Aprovada, lei de anistia é já espera veto na Venezuela
BUENOS AIRES – A esperada Lei de Anistia para os presos políticos venezuelanos, aprovada na madrugada de ontem pela Assembleia Nacional (AN), deflagrou um novo conflito de Poderes no país. A reação do presidente Nicolás Maduro, que antecipou sua decisão de “não deixar passar” a iniciativa da majoritária bancada opositora foi, segundo juristas e analistas locais ouvidos pelo GLOBO, a crônica de uma morte anunciada. O próximo capítulo da disputa será, coincidem todos, o pedido do chefe de Estado à Sala Constitucional do Tribunal Superior de Justiça (TSJ) para que seja declarada a inconstitucionalidade da lei. Mais uma vez, a atuação da AN empossada em janeiro passado corre o risco de ser apenas simbólica.
— Estamos num cenário complicado, porque o governo decidiu iniciar um choque de Poderes. Trata-se de um erro gravíssimo, porque a anistia é respaldada por 80% da população — afirmou o deputado Enrique Márquez, da Mesa de Unidade Democrática (MUD).
Foram sete horas de debate antes do sinal verde à medida, que permitiria a libertação dos 76 presos políticos que, segundo oposição e ONGs, existem atualmente na Venezuela. A lista inclui nomes da MUD, como o líder do partido Vontade Popular, Leopoldo López, e o prefeito de Caracas, Antonio Ledezma, além de outros dirigentes e estudantes. Exilados também seriam amparados.
— O governo controla a Sala Constitucional, e sabemos que se a jogada for apelar ao TSJ, a lei não será aplicada. O governo, se fizer isso, estará cavando seu próprio túmulo — enfatizou Márquez.
‘Sala é controlada pelo Executivo’
Maduro já derrubou qualquer possibilidade de permitir a promulgação de uma lei considerada essencial pela oposição, que, segundo confirmou o deputado da MUD, “está trabalhando duro” para avançar no processo de convocação de um eventual referendo revogatório sobre o mandato do presidente. A aliança opositora já projeta a realização da consulta popular para o próximo mês de outubro e uma eventual eleição presidencial em dezembro.
— Estão aprovando uma lei para proteger assassinos, criminosos, narcotraficantes e terroristas… Tenham a certeza de que essa lei por aqui não passa, cavalheiros, que o saiba a direita nacional e internacional: leis para amparar terroristas e criminosos não passarão, por aqui não passam — declarou o chefe de Estado.
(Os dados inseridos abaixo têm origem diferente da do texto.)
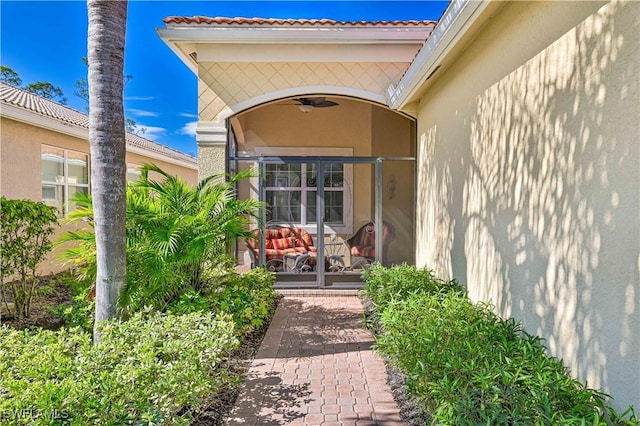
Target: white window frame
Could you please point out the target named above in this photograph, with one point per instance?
(345, 228)
(65, 183)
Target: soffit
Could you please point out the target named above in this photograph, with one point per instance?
(201, 39)
(222, 85)
(240, 59)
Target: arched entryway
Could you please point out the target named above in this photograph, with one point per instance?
(328, 166)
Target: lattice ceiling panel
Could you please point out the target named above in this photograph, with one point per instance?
(226, 84)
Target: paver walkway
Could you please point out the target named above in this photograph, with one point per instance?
(316, 367)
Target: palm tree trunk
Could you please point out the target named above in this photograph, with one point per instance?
(107, 24)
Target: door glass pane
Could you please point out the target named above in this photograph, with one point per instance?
(52, 164)
(333, 207)
(284, 206)
(283, 175)
(78, 167)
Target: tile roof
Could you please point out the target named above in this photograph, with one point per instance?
(238, 21)
(17, 97)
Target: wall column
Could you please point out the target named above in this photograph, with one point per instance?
(212, 147)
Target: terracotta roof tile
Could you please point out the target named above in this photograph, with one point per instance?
(238, 21)
(10, 95)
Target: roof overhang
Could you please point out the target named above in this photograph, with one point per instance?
(461, 20)
(194, 43)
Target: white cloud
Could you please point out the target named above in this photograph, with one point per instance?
(139, 98)
(150, 132)
(189, 129)
(142, 113)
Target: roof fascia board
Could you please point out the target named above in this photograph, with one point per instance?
(252, 52)
(295, 35)
(173, 45)
(32, 118)
(29, 117)
(456, 21)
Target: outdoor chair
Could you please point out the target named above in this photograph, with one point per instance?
(362, 245)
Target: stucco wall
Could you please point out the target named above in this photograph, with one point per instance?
(529, 149)
(393, 135)
(20, 167)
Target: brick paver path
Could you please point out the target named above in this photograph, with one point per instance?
(316, 367)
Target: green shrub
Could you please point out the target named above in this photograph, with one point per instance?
(468, 366)
(249, 297)
(24, 243)
(384, 285)
(151, 369)
(188, 302)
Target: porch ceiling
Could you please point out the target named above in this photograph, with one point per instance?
(242, 62)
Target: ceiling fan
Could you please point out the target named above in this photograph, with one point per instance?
(308, 104)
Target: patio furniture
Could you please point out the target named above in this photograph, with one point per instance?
(362, 245)
(280, 241)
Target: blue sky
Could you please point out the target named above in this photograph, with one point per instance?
(45, 41)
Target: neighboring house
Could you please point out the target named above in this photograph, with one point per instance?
(44, 153)
(518, 124)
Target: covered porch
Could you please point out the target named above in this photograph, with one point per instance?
(304, 103)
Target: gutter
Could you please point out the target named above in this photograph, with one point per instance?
(456, 21)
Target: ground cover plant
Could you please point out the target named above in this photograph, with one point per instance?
(24, 242)
(173, 360)
(467, 366)
(153, 368)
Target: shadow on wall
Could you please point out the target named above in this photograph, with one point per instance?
(539, 210)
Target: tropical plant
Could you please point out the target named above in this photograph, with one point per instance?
(106, 37)
(174, 233)
(24, 242)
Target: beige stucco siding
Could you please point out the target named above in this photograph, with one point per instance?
(20, 155)
(528, 176)
(20, 167)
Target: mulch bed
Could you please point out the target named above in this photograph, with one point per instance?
(50, 292)
(219, 407)
(410, 408)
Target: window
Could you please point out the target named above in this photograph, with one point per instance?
(133, 173)
(290, 189)
(291, 193)
(64, 173)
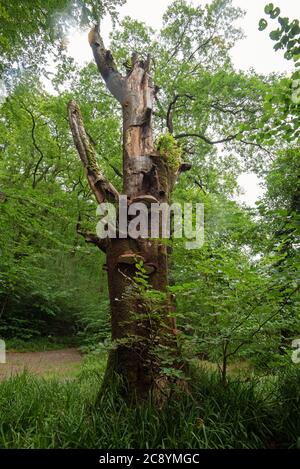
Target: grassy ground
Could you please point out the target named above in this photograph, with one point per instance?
(40, 344)
(52, 412)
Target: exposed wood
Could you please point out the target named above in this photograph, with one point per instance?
(102, 188)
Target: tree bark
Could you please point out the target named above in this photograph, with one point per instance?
(147, 178)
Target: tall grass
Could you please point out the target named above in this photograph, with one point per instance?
(41, 413)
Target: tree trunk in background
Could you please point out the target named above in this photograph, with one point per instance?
(146, 178)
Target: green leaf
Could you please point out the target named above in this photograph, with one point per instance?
(275, 13)
(262, 24)
(269, 8)
(275, 35)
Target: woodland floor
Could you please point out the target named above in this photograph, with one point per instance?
(65, 362)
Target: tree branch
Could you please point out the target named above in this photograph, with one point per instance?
(206, 139)
(170, 110)
(34, 183)
(106, 65)
(92, 238)
(102, 188)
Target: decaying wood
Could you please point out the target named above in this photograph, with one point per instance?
(102, 189)
(147, 178)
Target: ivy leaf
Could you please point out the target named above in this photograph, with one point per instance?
(262, 24)
(269, 8)
(275, 13)
(275, 35)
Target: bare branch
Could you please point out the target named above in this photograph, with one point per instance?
(102, 188)
(106, 65)
(170, 110)
(34, 183)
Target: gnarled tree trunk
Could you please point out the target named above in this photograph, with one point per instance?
(146, 178)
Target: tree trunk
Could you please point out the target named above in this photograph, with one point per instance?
(137, 333)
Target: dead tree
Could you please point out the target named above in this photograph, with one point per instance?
(147, 177)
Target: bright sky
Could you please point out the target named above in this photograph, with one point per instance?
(255, 51)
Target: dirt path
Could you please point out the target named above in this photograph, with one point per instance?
(54, 362)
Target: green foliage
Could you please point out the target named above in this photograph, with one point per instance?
(169, 150)
(39, 413)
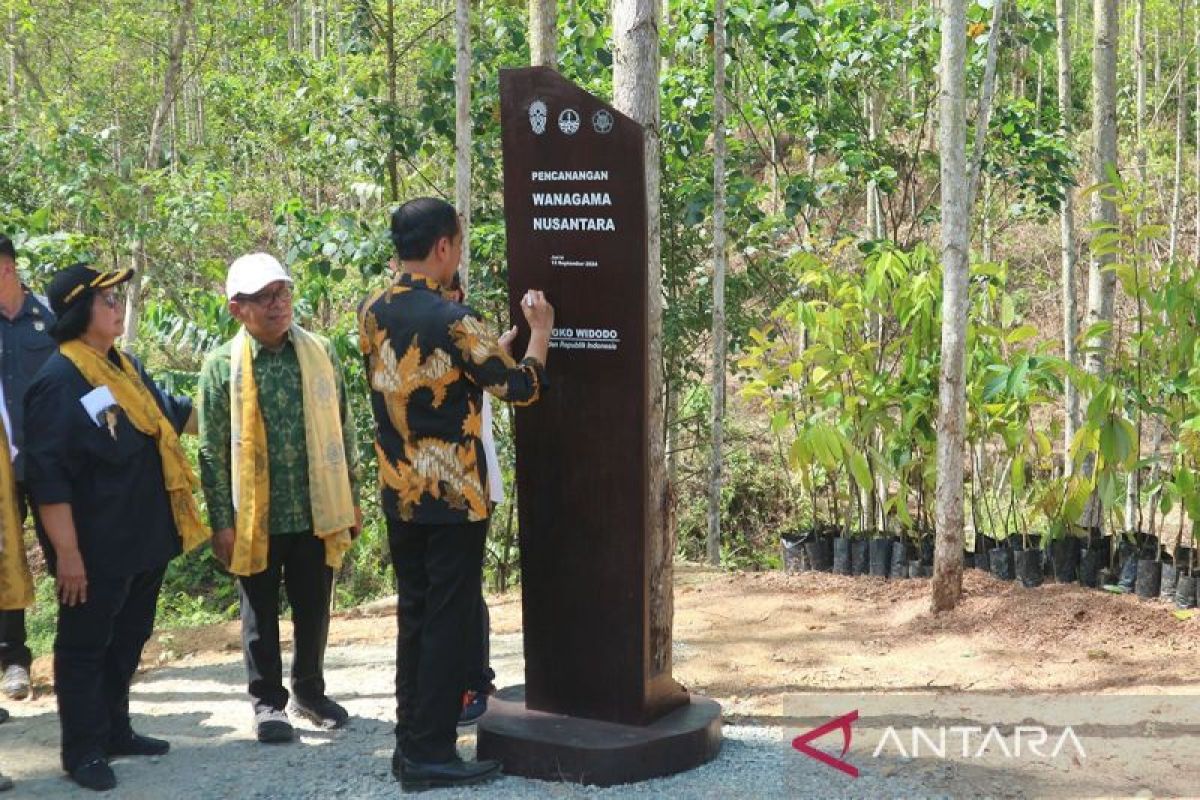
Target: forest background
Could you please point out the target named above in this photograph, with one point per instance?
(173, 136)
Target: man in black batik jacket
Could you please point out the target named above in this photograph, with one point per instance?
(429, 361)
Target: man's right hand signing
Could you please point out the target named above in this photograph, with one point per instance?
(539, 313)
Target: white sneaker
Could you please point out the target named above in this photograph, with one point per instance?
(273, 727)
(16, 681)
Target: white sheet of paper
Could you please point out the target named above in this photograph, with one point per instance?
(96, 401)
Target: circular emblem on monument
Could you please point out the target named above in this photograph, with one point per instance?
(601, 121)
(569, 121)
(538, 116)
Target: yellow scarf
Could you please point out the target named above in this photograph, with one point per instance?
(329, 480)
(16, 582)
(144, 414)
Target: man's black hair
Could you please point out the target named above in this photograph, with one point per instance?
(419, 224)
(75, 320)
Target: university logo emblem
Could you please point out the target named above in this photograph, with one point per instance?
(538, 116)
(601, 121)
(569, 121)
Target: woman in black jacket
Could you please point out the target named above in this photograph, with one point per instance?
(113, 492)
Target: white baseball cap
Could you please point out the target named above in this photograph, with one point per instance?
(250, 274)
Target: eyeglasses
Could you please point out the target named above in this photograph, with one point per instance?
(112, 299)
(267, 299)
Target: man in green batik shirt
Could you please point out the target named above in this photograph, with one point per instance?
(276, 388)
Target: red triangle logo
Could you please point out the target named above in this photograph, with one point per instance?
(839, 723)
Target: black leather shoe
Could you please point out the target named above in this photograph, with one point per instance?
(139, 745)
(95, 775)
(415, 776)
(322, 713)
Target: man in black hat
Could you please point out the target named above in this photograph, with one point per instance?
(114, 494)
(25, 344)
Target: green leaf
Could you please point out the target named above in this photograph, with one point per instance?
(861, 470)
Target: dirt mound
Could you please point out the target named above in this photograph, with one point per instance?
(1060, 614)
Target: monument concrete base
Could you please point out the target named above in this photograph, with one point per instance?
(557, 747)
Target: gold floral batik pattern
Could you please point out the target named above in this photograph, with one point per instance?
(429, 361)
Na discussão parlamentar, a bancada do Partido Socialista Unido da Venezuela (PSUV) acusou a proposta da MUD de ser uma “lei de amnésia criminal”.
A ex-magistrada do TSJ Blanca Rosa Mármol de León ressalta que não existe veto presidencial no país. O que Maduro pode fazer é solicitar que a Sala Constitucional declare a inconstitucionalidade da lei, num prazo máximo de 15 dias.
— Esse é o eterno drama venezuelano, porque todos sabemos que essa sala é controlada pelo Executivo — lamentou a jurista, afirmando que esta é a quarta vez que a AN tenta atuar dentro de sua competência e “é boicotada pelo governo de Maduro”. — A AN já anulou um decreto de emergência econômica que, mesmo assim, o presidente aplicou. Nossos parlamentares estão legislando de forma simbólica.
O deputado da MUD Luis Florido apresentou esta semana um projeto de lei de reforma da Carta Orgânica do TSJ, que prevê ampliar o número de magistrados.
Na opinião do analista Luis Vicente León, diretor do Datanálisis, “cada vez que o TSJ impede que as leis aprovadas pela AN sejam implementadas, se deteriora sua credibilidade institucional”.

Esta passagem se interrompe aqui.